Tullman: Allscripts’ bid was comparable
to its rival Epic.
—New York City Health and Hospital Corp.'s decision to select Epic Systems Corp. as its electronic health-record vendor has drawn a protest from Allscripts. Allscripts declined to release its protest, saying it was confidential. Glen Tullman, Allscripts CEO, said in an interview that the vendor rejected claims by HHC that rival bids by Epic and Allscripts were comparable on cost. Tullman said the Allscripts system would cost HHC $700 million less, and the competing bids should be publicly reviewed. HHC spokesman Ian Michaels, however, said Allscripts' projected savings failed to include anticipated costs such as an estimated $375 million for HHC personnel to design, build and maintain the system and $146 million to connect the EMR to devices such as MRIs.
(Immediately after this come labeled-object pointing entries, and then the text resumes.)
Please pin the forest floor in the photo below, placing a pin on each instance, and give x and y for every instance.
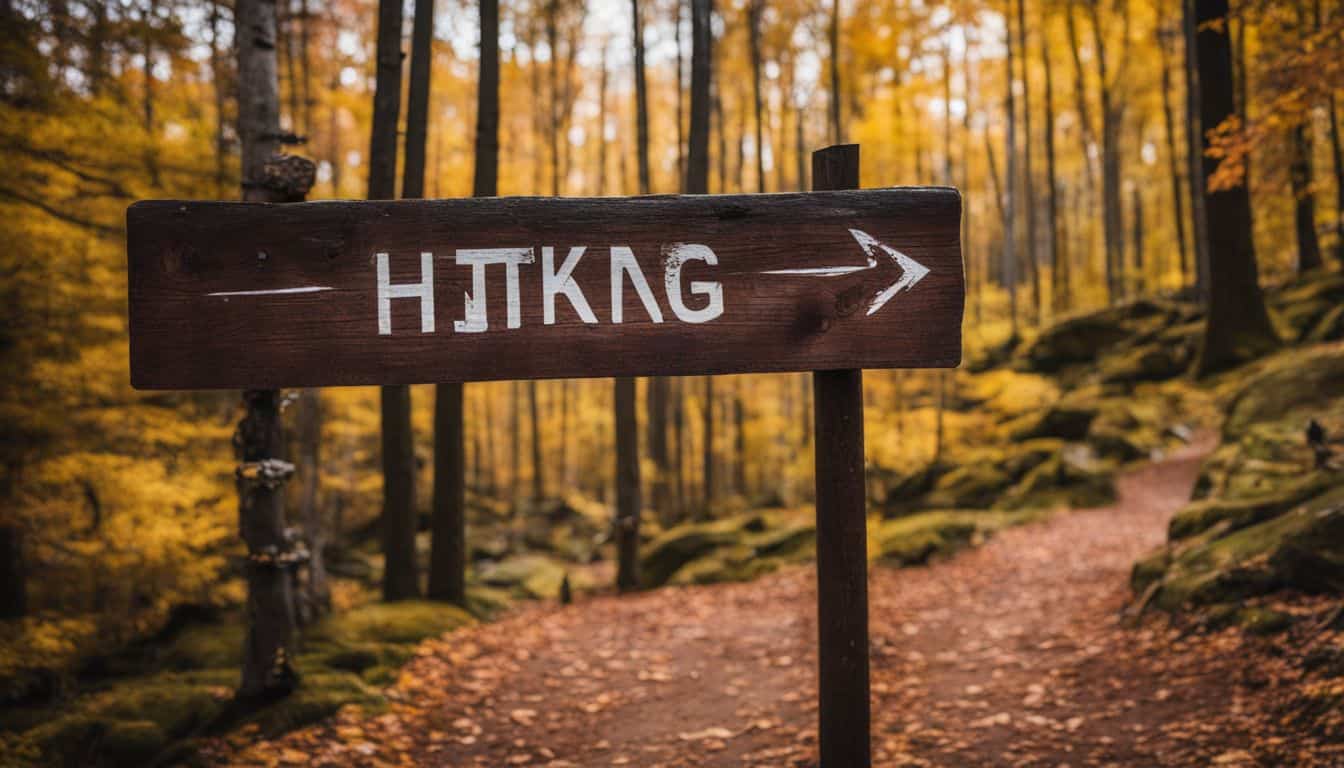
(1018, 653)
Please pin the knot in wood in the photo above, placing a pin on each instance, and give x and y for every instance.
(290, 176)
(268, 472)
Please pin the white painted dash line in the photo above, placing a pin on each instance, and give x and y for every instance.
(273, 291)
(820, 271)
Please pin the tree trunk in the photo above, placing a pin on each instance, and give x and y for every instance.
(1140, 262)
(1010, 261)
(626, 487)
(317, 599)
(1195, 152)
(399, 573)
(272, 618)
(707, 445)
(678, 408)
(1238, 326)
(1058, 266)
(448, 521)
(680, 92)
(1300, 175)
(833, 38)
(739, 445)
(417, 100)
(601, 125)
(1336, 158)
(1304, 199)
(488, 104)
(1113, 219)
(1172, 159)
(515, 428)
(656, 404)
(553, 124)
(14, 585)
(641, 101)
(266, 670)
(1028, 178)
(535, 418)
(754, 8)
(698, 149)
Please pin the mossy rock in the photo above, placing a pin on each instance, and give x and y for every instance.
(1301, 549)
(319, 697)
(1066, 420)
(917, 538)
(788, 542)
(969, 486)
(1147, 363)
(1235, 514)
(691, 541)
(1292, 382)
(399, 622)
(1082, 338)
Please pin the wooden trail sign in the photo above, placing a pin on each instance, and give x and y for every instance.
(253, 295)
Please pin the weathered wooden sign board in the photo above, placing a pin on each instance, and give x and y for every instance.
(252, 295)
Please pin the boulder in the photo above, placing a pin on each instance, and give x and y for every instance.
(1301, 549)
(1293, 382)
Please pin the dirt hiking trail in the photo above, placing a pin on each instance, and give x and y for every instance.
(1010, 654)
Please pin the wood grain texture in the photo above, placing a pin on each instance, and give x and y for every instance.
(844, 705)
(180, 252)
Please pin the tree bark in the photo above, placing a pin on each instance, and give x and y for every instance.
(448, 523)
(1113, 219)
(535, 418)
(754, 10)
(1028, 178)
(14, 587)
(317, 599)
(1058, 265)
(833, 39)
(1336, 158)
(488, 104)
(641, 101)
(626, 487)
(1300, 175)
(1238, 327)
(698, 151)
(1010, 261)
(739, 445)
(707, 445)
(398, 522)
(272, 620)
(1195, 152)
(1172, 158)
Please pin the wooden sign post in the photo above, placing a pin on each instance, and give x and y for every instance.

Tullman said the company “included all of the costs” and would be cheaper because of its reliance on Microsoft Corp. The 15-year cost to the New York system to adopt and maintain Epic's EMR totaled $1.435 billion, which was minimally more expensive than the $1.404 billion for Allscripts' system, Michaels said. After a four-year process of reviewing its options, HHC selected Epic because the vendor better met its needs, he said. Epic would replace HHC's existing electronic medical-record system for up to $302.8 million under the contract, which is under negotiation, Michaels said. Allscripts' bid was $299 million.